Distribution: slackware Hardware Environment: i386 Software Environment: linux Problem Description: After upgrading from 2.6.x to 2.6.10, after some days running, when the nat table is filled with thousands of lines , when you do a : cat /proc/net/ip_conntrack | wc -l You get a number of lines (currently between 22k and 23k), preceeded by the message "No space left on device". Note that the ip_conntrack_max parameter in the proc fs is set to 65535. The problem appears randomly. When doing a strace of the previous command, you see possibly a buffer overflow. If you decrease the ip_conntrac_max value to 8192, the problem disappears.
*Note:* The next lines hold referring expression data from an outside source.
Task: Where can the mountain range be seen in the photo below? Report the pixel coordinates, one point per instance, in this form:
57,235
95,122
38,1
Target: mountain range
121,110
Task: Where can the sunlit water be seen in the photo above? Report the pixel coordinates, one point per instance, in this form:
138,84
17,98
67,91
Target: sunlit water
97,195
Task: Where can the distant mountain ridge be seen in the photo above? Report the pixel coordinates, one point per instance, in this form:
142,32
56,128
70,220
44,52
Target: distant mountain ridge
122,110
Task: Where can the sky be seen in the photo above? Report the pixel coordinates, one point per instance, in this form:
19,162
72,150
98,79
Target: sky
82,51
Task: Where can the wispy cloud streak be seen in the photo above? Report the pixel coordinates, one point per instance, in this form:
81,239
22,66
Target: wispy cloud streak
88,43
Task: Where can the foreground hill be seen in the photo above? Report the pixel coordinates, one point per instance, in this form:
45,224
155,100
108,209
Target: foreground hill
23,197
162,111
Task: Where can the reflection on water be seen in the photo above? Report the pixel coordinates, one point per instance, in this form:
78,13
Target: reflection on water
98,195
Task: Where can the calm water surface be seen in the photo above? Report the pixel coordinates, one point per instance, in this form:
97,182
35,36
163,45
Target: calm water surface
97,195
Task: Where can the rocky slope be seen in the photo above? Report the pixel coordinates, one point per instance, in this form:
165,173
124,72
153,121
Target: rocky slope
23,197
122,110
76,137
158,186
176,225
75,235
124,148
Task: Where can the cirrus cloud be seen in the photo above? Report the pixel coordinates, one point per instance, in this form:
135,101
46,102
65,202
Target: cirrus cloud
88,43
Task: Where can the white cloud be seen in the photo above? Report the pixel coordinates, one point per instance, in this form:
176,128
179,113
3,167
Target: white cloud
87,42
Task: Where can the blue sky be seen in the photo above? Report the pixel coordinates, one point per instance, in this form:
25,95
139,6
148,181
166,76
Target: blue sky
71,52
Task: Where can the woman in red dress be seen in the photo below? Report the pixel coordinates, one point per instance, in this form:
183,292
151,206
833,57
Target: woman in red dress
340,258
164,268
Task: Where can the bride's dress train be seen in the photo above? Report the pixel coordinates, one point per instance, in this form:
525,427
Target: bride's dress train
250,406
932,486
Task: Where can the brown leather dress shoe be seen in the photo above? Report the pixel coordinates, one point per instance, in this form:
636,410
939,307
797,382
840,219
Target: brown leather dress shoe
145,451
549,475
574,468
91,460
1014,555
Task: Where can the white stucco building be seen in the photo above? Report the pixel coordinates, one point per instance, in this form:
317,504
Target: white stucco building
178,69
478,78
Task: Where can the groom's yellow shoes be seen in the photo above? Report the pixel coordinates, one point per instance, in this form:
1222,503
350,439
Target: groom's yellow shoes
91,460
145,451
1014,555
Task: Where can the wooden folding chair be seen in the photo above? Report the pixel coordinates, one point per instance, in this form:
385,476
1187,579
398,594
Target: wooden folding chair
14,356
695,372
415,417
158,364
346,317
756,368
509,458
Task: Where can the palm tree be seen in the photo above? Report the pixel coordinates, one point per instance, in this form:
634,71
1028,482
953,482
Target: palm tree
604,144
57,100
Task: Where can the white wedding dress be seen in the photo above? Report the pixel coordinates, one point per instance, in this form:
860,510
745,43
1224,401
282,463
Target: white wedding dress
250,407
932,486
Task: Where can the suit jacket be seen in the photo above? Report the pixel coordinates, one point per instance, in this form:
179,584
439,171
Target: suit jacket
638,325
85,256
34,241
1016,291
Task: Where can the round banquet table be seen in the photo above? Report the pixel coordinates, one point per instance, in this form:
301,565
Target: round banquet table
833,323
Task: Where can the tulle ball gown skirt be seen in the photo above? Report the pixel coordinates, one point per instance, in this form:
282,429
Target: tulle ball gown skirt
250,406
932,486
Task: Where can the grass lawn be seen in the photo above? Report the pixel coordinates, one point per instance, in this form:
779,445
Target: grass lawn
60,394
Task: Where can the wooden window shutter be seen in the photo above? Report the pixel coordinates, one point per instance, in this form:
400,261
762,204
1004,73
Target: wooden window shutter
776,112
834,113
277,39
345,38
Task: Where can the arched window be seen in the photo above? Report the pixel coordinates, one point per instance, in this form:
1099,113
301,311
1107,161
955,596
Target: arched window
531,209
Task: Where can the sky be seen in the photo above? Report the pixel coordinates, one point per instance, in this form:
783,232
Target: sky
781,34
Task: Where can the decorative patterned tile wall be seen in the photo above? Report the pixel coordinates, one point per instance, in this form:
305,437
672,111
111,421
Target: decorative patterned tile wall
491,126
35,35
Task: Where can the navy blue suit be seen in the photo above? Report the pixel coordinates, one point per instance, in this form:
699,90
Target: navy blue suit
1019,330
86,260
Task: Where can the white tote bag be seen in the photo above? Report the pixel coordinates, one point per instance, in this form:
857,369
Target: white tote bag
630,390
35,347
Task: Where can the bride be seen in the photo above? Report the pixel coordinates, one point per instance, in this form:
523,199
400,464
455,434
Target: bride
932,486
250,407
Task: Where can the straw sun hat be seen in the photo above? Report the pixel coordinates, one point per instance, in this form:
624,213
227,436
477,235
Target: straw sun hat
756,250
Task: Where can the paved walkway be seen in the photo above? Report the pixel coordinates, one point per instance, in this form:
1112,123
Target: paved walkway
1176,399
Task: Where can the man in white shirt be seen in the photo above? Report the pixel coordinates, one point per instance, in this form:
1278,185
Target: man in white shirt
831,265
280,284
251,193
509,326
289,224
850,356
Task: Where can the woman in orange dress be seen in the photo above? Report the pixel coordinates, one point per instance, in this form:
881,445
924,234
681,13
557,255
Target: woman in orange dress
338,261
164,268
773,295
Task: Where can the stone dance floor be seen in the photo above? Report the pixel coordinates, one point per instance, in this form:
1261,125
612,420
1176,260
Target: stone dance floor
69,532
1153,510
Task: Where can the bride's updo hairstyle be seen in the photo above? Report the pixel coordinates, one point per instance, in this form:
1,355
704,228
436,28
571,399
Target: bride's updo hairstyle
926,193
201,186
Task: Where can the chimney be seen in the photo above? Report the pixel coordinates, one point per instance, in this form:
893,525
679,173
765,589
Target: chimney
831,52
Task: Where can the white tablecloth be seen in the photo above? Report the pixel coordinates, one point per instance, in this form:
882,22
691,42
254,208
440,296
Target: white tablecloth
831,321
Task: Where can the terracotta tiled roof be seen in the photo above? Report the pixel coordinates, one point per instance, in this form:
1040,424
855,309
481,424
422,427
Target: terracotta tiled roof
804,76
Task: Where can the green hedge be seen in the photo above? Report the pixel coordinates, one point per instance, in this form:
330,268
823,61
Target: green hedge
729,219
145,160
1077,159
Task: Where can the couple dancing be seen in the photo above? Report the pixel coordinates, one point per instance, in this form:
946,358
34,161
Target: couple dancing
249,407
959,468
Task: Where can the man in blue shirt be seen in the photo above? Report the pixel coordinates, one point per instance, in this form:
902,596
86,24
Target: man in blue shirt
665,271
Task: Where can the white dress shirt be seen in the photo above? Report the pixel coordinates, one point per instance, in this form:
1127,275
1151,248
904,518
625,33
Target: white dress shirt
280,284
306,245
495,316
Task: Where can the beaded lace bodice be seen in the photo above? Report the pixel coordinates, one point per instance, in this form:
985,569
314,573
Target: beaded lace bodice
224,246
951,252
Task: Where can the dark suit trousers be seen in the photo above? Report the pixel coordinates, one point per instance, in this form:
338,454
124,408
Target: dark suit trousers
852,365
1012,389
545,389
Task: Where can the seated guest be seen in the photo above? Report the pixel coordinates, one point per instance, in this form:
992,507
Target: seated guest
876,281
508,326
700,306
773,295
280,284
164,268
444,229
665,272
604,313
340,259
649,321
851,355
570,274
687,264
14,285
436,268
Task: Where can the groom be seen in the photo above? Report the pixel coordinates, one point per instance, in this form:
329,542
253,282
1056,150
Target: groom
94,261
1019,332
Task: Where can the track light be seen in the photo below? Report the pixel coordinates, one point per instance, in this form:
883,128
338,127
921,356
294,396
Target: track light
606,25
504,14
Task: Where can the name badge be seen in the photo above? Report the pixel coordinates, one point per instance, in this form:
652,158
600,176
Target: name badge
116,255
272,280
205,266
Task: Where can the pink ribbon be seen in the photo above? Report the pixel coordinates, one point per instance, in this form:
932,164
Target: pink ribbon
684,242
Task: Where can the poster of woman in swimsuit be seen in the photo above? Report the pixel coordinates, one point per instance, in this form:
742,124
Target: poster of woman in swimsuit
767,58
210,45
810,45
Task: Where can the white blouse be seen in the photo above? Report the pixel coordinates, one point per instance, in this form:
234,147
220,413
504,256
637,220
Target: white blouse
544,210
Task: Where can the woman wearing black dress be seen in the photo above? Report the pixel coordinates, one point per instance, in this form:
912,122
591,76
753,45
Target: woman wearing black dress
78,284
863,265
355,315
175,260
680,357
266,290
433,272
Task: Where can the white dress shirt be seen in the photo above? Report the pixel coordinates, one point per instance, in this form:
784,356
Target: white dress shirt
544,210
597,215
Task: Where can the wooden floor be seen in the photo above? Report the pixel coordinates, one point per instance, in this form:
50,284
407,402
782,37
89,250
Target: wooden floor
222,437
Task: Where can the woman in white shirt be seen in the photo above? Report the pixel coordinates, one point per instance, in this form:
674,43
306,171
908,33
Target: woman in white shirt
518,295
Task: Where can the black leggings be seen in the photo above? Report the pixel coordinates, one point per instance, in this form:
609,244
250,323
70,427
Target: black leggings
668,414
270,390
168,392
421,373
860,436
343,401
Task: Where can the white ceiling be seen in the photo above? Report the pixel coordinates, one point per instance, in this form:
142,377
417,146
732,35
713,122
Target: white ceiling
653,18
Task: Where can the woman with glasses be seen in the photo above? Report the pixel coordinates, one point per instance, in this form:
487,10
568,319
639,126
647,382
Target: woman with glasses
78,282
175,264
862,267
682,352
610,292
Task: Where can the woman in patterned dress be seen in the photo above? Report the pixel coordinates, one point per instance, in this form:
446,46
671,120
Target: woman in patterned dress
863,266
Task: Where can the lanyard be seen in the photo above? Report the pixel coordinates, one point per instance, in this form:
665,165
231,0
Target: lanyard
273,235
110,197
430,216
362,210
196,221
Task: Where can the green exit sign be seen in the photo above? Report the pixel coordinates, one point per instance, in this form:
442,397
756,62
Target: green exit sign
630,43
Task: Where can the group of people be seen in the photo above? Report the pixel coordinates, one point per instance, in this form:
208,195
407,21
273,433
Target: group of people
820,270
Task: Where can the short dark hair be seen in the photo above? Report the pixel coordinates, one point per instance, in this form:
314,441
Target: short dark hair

Steps to reproduce: - set the ip_conntrack_max parameter to 65535 - wait for some hours, opening a lot of connections recorded in the ip_conntrack file ( proc fs ) - do a "wc -l" of the conntrack file - you randomly get the error....
news: - ip_conntrack_max set to 65535 - opened lots of connections - issued a "wc -l /proc/net/ip_conntrack" - result was ok (22442) - ... zzzZZZzzz ... waited some time (5 minutes) - issued the same command - result was nok (no space left on device, but only 11787 lines this time !!! ) Here's the example: root@linux-gw:/etc/rc.d# wc -l /proc/net/ip_conntrack 22442 /proc/net/ip_conntrack root@linux-gw:/etc/rc.d# wc -l /proc/net/ip_conntrack wc: /proc/net/ip_conntrack: No space left on device 11787 /proc/net/ip_conntrack
I can confirm this bug on 2.6.11 (vanilla). We have about 60000 entries now. (kernel without swap but with many free memory) And may be related thing: rapidly increasing number of entries FROM FAQ: "The answer is easy: UNREPLIED entries are temporary entries, i.e. as soon as we run out of connection tracking entries (we reach /proc/sys/net/ipv4/ip_conntrack_max), we delete old UNREPLIED entries. In other words: instead of having empty conntrack entries, we'd rather keep some maybe useful information in them until we really need them." From my opinion this is not true. Any sample: 1) create Established Unreplied entries (I tried 230) (timeout is the 5 days) 2) then setup ip_conntrack_max to 232 and try more then 2 connections (not possible) 3) leave machine running and tried create more then 2 connections next day => the same result (no one unreplied entry was deleted) With higher numbers I got same results. I think that it is not expected behavior. Or better in FAQ is: "... , we delete old UNREPLIED entries which was timeouted (now 5 days). ..." ?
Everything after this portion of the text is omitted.